MANILA, Philippines — The Land Transportation Franchising and Regulatory Board (LTFRB) apparently has a bone to pick with ridesharing firm Grab after the transport network company (TNC) blamed the supposed “supply crisis” in the sector on the government.

The LTFRB called out Grab in a statement released yesterday after the TNC sent an email to its thousands of drivers and riders saying that the ridesharing sector is in a supply crisis because the regulatory agency is “limiting the number of drivers on the road.”

The agency took offense with the email, saying Grab essentially blamed the government for the supply crisis despite its “frequent, open and cordial dialogue with TNCs.” 

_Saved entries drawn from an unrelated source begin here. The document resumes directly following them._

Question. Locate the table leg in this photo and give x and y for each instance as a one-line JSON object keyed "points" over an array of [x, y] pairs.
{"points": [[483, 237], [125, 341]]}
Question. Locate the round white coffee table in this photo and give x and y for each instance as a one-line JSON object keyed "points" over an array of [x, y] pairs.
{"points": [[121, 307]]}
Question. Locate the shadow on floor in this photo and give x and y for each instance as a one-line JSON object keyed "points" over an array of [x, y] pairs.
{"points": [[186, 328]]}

“It makes us wonder however why Grab puts LTFRB on the spot, so to speak and in an uncomfortable position,” the lengthy statement read. 

Grab immediately released an apology and said the TNC “would like to sincerely apologize for any miscommunication” brought about by the electronic direct mail (EDM).

“In no way was this EDM meant to undermine the ongoing progress and dialogues being undertaken to add TNVS supply,” the company said. 

The TNC also thanked the government for clarifying the issues and assuring the public that these issues are being addressed. 

This comes as LTFRB disputed Grab’s claims as stated in the email that “no action has been taken by the LTFRB” as it proposed to increase the supply cap to 80,500 units instead of the current 65,000 common supply base, which has yet to be filled. 

The LTFRB denied the statement, saying that it is open to applications for transport network vehicle service (TNVS) franchises outside of the master list of initial registered vehicles allowed to operate. 

Last month, the LTFRB announced that it will open 10,000 slots for new TNVS franchises to address the problems of slow bookings and higher fares, which TNCs have attributed to the lack of drivers. 

The agency said it also allowed “colorum” TNVS units to operate in order not to disrupt services.